The park contains 66 bird species, 48 butterfly species, 29 reptile species, and 17 amphibian species. Among its wildlife, feral cats—slightly larger than domestic cats—have been reported, along with wild rabbits, which have proliferated in the areas of La Nevera and Sabana Quéliz. Endemic bird species include the palmchat (Dulus dominicus). Among reptiles and amphibians, the park is home to Anolis lizards and numerous frog species from the Eleutherodactylus genus, which rely on the park as one of their last refuges.

== Geology ==
The park features geological formations dating back to the Cretaceous period. Evidence of glacial activity, particularly in the highest areas such as Alto de la Bandera, includes cirques, ridges, glacial channels, moraines, and depressions filled with peat.

== Human impact ==
=== Tourism ===
Tourist attractions within the park include the 60-meter Aguas Blancas waterfall, the Cyclopean Pyramid, Alto de la Bandera, and the monument to Francisco Caamaño. Villa Pajón offers limited lodging within the park, while the Divino Niño statue stands atop a 20-meter hill.

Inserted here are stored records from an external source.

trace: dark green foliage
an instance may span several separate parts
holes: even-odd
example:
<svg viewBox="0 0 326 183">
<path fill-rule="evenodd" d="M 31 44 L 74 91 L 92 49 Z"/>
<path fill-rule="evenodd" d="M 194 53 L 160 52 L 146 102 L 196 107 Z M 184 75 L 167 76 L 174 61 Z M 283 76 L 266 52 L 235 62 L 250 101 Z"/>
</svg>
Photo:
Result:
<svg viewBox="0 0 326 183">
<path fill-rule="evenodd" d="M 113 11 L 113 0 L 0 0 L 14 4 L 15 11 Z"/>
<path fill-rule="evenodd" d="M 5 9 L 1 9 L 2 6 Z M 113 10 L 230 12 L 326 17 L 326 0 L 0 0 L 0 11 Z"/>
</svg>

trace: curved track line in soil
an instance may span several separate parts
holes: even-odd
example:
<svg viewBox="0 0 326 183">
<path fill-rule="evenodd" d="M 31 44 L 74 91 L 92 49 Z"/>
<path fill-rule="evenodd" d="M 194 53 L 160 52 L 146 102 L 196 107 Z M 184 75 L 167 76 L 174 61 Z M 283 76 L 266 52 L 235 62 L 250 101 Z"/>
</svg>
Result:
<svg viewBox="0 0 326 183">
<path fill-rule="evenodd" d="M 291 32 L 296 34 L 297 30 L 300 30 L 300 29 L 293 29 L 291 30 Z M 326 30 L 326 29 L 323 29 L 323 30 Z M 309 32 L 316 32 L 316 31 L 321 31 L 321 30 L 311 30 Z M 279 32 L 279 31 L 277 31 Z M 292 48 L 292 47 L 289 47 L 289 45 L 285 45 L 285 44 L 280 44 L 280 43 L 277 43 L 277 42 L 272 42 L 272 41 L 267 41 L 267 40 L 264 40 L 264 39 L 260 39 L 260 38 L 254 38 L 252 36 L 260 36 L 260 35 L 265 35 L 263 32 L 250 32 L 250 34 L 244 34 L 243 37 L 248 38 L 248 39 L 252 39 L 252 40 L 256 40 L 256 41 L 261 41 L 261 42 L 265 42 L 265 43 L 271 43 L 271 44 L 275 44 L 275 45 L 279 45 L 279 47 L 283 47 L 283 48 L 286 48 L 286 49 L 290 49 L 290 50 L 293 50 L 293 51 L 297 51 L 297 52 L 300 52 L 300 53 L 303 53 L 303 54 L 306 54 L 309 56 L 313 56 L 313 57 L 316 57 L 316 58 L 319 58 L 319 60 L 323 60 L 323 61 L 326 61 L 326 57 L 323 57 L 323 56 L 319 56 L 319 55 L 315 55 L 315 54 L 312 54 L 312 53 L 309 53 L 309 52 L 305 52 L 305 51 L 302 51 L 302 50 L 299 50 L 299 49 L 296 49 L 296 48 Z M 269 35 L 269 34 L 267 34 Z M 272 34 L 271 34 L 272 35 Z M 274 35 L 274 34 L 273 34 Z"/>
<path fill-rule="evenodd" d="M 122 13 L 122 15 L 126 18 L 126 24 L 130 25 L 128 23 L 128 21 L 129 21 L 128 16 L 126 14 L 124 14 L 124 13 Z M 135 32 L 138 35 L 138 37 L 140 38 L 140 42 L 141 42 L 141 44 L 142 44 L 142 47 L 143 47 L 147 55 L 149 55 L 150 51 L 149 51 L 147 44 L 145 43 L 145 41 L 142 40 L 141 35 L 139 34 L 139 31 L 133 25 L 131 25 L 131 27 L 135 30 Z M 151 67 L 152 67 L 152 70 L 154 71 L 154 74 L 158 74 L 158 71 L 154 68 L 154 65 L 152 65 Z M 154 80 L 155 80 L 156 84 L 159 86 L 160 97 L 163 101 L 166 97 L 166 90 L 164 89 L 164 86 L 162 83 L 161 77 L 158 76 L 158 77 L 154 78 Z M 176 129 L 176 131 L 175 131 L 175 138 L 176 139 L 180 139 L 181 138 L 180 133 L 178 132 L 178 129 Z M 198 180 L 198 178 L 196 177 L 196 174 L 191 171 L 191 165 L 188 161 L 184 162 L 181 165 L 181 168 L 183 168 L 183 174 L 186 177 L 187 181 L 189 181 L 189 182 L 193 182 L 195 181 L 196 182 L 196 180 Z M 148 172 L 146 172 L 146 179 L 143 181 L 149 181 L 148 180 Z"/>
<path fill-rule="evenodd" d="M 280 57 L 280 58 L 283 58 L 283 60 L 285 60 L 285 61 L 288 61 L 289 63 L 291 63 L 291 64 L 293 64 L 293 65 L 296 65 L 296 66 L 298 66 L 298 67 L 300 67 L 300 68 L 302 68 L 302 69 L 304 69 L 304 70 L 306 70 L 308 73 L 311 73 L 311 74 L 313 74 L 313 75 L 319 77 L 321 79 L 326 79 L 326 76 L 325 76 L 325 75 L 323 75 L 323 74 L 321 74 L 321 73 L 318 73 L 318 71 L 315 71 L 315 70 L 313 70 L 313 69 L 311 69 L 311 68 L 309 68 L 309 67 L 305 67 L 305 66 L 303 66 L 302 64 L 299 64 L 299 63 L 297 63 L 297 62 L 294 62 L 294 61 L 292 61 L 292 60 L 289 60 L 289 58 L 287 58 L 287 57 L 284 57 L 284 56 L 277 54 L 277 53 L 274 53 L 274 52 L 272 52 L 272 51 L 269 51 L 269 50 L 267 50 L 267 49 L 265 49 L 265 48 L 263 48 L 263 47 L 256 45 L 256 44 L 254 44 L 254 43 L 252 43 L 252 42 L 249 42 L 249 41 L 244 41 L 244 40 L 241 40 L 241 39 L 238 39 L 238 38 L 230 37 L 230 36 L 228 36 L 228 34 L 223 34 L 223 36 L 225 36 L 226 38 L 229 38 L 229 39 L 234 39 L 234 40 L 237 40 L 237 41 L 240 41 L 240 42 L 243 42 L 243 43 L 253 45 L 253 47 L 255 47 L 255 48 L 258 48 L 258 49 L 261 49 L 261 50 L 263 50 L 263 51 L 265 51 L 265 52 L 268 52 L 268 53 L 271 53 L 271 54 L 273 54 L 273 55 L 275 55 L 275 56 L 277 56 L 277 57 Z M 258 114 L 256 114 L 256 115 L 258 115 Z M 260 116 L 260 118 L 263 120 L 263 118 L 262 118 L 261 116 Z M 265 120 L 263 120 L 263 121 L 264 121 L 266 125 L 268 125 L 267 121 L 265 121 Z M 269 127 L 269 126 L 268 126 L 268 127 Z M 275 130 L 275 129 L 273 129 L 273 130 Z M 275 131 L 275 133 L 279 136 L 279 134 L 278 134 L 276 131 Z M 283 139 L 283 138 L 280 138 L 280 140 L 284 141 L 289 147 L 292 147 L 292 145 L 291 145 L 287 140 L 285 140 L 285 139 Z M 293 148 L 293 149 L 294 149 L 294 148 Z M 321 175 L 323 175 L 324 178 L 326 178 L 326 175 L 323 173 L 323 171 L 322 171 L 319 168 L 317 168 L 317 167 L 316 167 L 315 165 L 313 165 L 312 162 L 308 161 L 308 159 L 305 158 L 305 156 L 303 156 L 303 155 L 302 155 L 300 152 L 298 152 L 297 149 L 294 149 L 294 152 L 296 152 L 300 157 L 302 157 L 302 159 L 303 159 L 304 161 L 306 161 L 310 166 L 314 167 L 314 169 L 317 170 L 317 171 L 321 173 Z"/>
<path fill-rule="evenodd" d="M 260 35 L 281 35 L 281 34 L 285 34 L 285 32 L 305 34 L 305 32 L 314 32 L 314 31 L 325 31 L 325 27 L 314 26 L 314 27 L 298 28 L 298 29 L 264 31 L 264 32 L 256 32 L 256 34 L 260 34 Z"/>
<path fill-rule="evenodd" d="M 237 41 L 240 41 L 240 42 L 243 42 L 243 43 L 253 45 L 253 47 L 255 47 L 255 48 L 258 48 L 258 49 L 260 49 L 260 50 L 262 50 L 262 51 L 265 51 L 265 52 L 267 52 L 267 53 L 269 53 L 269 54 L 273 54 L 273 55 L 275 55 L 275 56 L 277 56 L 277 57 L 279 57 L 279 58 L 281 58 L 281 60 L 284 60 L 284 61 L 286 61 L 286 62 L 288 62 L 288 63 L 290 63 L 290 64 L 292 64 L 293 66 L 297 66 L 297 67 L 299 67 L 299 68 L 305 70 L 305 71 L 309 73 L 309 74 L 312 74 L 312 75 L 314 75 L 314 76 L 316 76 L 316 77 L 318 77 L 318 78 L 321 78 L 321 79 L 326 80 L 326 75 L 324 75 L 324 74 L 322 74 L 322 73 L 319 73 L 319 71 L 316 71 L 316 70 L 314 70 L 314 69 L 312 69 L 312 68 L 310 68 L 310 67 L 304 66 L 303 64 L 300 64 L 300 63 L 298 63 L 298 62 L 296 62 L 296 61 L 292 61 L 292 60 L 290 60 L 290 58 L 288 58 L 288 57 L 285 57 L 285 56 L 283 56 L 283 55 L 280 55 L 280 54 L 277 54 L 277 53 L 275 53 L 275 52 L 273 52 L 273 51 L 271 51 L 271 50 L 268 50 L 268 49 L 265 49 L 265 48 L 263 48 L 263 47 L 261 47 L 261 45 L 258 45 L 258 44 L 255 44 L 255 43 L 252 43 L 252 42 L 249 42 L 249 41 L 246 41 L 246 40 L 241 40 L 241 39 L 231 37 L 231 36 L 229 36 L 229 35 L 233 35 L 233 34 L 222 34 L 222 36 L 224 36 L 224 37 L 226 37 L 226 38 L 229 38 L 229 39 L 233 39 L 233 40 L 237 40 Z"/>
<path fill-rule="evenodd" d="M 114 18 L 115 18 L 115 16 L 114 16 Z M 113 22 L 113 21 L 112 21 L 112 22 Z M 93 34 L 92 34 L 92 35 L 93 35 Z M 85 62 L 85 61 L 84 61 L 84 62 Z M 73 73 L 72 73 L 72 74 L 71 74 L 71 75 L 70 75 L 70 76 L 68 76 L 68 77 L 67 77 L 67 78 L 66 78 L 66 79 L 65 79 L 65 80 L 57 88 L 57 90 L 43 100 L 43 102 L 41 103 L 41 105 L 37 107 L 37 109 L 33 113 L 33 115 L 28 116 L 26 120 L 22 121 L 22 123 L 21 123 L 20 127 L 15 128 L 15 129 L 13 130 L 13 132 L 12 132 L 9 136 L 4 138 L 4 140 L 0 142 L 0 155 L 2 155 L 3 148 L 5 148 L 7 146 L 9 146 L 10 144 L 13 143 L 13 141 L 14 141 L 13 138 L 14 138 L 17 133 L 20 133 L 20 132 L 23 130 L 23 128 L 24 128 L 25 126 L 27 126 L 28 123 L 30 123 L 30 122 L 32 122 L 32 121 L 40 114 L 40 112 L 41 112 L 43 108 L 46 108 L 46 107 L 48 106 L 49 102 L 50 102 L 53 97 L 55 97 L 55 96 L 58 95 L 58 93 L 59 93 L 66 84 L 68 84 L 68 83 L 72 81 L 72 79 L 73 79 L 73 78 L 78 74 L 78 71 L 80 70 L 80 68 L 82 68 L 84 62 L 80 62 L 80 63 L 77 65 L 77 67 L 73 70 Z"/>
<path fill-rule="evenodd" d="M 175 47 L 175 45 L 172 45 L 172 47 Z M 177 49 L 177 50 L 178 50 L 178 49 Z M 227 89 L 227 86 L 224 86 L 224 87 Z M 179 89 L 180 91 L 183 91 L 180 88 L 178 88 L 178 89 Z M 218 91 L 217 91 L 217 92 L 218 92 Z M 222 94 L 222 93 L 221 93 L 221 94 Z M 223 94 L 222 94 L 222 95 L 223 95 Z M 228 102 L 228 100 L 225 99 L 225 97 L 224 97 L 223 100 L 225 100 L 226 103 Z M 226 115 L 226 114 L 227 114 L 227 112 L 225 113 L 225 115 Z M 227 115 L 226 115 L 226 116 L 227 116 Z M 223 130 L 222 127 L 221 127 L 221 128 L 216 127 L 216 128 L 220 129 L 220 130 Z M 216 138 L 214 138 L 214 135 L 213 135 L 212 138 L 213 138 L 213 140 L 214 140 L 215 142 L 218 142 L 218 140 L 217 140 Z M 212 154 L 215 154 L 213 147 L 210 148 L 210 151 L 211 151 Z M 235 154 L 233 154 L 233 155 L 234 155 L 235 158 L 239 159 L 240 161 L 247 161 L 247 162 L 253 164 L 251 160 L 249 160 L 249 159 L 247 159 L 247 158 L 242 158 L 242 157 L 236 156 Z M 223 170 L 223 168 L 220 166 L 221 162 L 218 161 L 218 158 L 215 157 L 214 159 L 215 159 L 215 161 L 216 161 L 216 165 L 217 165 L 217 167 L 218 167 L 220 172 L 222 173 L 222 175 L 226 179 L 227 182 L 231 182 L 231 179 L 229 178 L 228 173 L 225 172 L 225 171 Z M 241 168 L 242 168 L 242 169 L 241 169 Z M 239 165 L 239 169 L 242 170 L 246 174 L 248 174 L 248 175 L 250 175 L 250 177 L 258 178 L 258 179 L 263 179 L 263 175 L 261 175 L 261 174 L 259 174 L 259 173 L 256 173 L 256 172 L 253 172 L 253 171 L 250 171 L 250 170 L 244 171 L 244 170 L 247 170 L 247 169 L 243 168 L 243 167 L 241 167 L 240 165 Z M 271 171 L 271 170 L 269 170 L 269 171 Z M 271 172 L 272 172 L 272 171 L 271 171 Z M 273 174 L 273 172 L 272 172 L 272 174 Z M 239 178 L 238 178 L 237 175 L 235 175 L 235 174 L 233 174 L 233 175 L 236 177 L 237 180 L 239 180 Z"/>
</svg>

=== Agricultural impact ===
Approximately 10% of the park’s area is used for agriculture. Deforestation has altered the microclimate, and the loss of 75% of historical manaclar forests has significantly impacted local wildlife. Around 4,000 people live in 20 agricultural communities within the park, with the highest concentration in the southern areas near La Nuez and La Horma.